И мужик опрометью бросился прочь. Соустин вошел в станционный залик. На диване, на подоконниках, на пустом буфете, в тоскливой полутемени спали впривалку друг к другу. Баба стояла, мотала в руках ребенка, баюкая. У билетного окошечка подавленно толпилось несколько опоздавших зипунов с котомками. Под самой лампой висел плакат - крымский лазоревый берег, около автомобиля красивая дама в вуалетке, развевающейся над пальмами, над дворцами, над морем павлиньего цвета,- не Ольга ли? Соустин посмотрел на плакат, а в темени кто-то удушливо, по-избяному храпел, ребенок все плакал, все плакал, и вспомнилось летучее счастье, Партенит, и что-то вроде страшно за себя стало ему.
Услужливый, восхищенный Васяня помог переодеться, вынес к саням чемоданы. И уселись. Тулуп залепил Соустину рот, глаза. Когда выехали за мостик, ветер раздольно зашумел, захолодил, во все стороны утонула снеговая волчья степь - без кустика, без жилья.

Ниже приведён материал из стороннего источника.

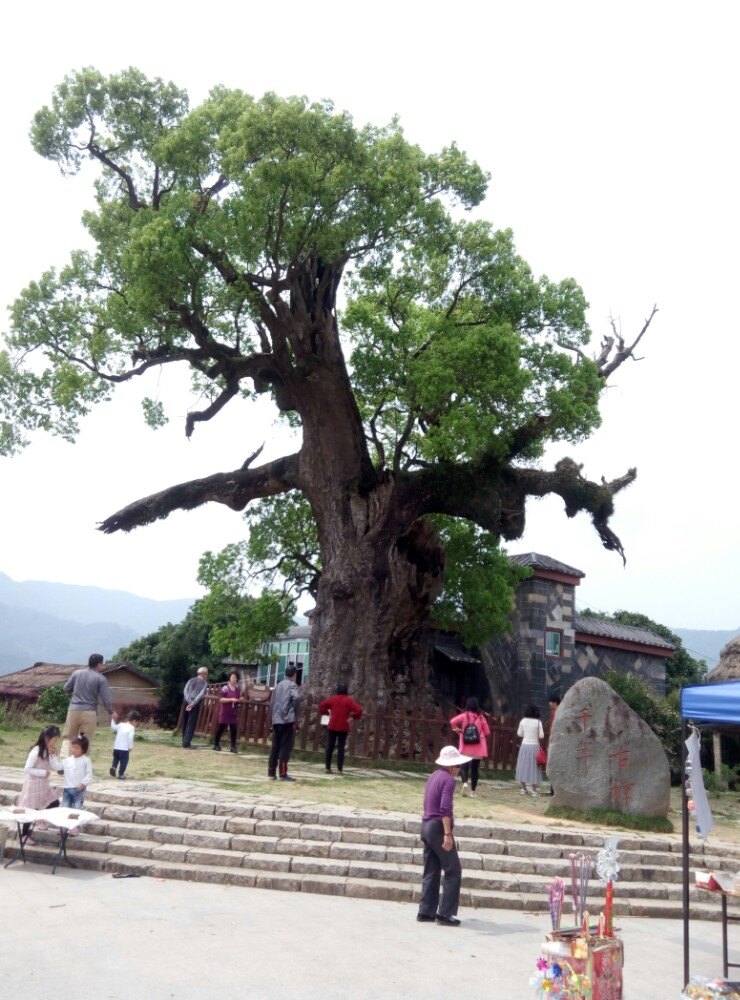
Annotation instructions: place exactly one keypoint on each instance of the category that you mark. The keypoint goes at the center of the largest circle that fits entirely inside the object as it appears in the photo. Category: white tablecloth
(61, 816)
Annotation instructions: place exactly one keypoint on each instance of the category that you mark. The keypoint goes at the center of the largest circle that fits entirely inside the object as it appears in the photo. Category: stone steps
(260, 842)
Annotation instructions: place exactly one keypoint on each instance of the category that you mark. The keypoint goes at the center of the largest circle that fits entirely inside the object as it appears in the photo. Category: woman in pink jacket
(473, 729)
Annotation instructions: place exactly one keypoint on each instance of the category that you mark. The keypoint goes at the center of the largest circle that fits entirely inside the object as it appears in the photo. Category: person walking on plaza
(528, 771)
(473, 729)
(87, 687)
(283, 704)
(123, 742)
(440, 851)
(340, 709)
(228, 711)
(193, 695)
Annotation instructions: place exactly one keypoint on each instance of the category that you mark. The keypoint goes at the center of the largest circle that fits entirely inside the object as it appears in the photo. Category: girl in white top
(530, 730)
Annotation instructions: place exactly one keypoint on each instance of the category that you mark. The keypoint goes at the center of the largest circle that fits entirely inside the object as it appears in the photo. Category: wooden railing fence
(397, 735)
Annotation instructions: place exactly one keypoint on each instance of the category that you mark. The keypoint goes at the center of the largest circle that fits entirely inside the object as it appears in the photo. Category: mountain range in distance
(64, 623)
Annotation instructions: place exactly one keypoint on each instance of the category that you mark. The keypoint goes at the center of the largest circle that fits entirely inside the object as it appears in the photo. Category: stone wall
(519, 672)
(595, 660)
(543, 604)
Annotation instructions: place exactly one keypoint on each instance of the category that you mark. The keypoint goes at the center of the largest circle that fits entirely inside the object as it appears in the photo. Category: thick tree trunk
(369, 627)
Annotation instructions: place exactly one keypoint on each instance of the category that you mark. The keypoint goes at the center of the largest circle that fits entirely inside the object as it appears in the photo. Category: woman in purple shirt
(440, 852)
(228, 713)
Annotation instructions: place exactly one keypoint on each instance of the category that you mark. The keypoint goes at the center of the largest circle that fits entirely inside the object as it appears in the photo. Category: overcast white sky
(611, 137)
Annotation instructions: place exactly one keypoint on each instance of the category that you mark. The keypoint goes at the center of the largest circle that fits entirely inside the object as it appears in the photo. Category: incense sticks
(556, 892)
(580, 869)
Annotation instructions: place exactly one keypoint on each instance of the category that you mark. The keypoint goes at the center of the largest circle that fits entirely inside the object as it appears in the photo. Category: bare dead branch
(623, 352)
(233, 489)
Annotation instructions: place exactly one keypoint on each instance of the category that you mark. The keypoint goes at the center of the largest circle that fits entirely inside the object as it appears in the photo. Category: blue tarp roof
(712, 702)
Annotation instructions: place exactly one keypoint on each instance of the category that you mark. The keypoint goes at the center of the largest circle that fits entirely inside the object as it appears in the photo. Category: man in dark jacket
(87, 687)
(193, 695)
(283, 704)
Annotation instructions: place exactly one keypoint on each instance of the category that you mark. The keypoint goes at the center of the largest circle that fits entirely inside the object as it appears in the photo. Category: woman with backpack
(473, 730)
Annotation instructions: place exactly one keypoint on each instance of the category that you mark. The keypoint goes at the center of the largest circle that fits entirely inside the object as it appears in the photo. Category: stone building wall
(520, 673)
(595, 660)
(543, 604)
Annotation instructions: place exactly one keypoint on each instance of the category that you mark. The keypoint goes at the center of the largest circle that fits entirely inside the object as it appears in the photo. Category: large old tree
(223, 239)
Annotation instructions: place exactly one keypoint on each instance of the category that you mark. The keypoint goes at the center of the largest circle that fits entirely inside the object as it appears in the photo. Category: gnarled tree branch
(233, 489)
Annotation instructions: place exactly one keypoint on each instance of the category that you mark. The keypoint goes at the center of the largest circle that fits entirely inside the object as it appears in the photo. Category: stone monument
(603, 756)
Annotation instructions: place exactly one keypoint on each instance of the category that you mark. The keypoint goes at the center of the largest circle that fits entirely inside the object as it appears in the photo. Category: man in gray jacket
(283, 704)
(87, 687)
(193, 695)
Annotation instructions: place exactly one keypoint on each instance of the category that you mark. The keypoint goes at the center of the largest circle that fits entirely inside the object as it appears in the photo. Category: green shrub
(52, 704)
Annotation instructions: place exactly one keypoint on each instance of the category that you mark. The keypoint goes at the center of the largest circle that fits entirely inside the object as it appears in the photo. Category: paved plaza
(82, 934)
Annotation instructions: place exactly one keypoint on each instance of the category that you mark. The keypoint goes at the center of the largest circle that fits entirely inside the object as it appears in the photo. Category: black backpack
(471, 733)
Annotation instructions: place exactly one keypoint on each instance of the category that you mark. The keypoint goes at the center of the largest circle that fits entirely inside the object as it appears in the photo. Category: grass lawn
(158, 756)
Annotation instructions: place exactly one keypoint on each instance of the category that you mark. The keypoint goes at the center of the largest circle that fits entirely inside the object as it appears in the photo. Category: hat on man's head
(451, 757)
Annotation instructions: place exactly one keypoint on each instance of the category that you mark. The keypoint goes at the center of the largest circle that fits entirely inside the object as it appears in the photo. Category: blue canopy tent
(715, 705)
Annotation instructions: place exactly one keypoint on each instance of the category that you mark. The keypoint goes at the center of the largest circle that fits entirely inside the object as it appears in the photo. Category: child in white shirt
(77, 775)
(123, 743)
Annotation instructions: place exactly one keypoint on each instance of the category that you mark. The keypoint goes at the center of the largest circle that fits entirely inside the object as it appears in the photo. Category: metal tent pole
(685, 851)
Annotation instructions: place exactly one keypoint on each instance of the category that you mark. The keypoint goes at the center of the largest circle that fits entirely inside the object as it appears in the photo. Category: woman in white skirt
(528, 771)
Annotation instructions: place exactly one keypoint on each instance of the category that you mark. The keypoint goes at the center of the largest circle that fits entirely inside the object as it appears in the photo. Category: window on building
(554, 642)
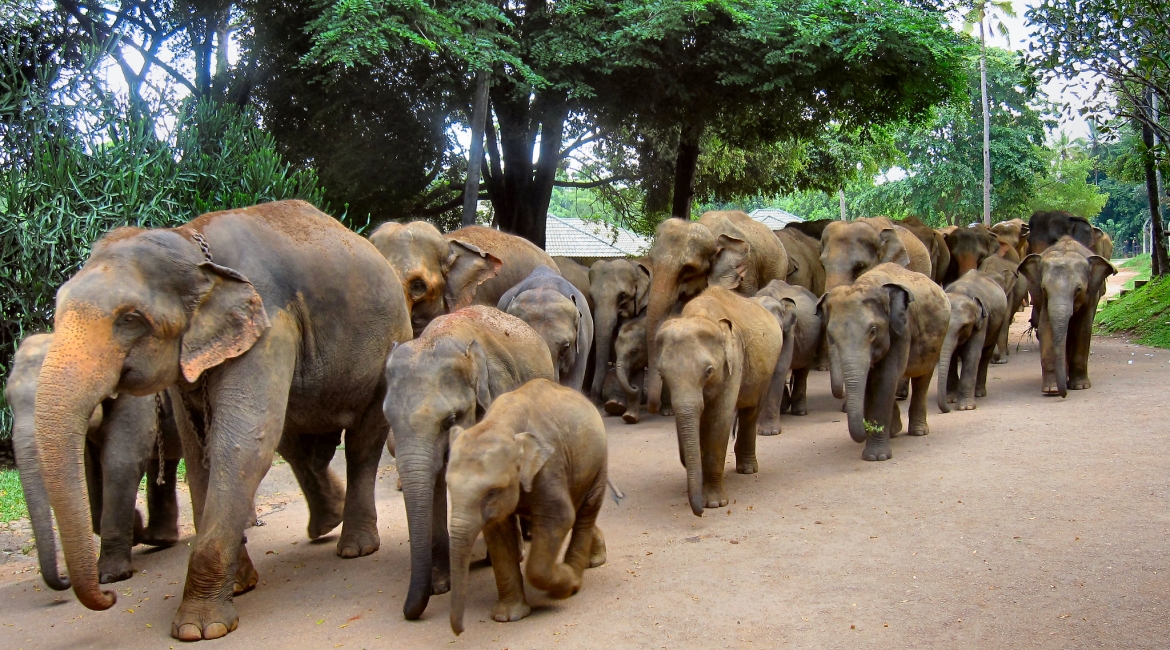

Васяня навалился Соустину на ухо:
- Петрушку-то, брательника, тоже я этак ночком отвозил. И-и, набедовался!
И пошли посвисты, санная тряска-дремота, и сердце замирало впросонках.
Петушиный неугомонный, дерущий крик... Петух орал где-то за тысячу верст от Москвы. К ноздрям подбирался праздничный угарец от пирогов. И нега, горячая детская нега растомила всего: сестра положила дорогого гостя боком к голландке, накалила ее до огненного, не пожалела дров. В родной скрипучей кровати потягивался безмятежно.
Мшанск!
Соустин вскочил в нетерпеливом предвосхищенье большого, интересного дня.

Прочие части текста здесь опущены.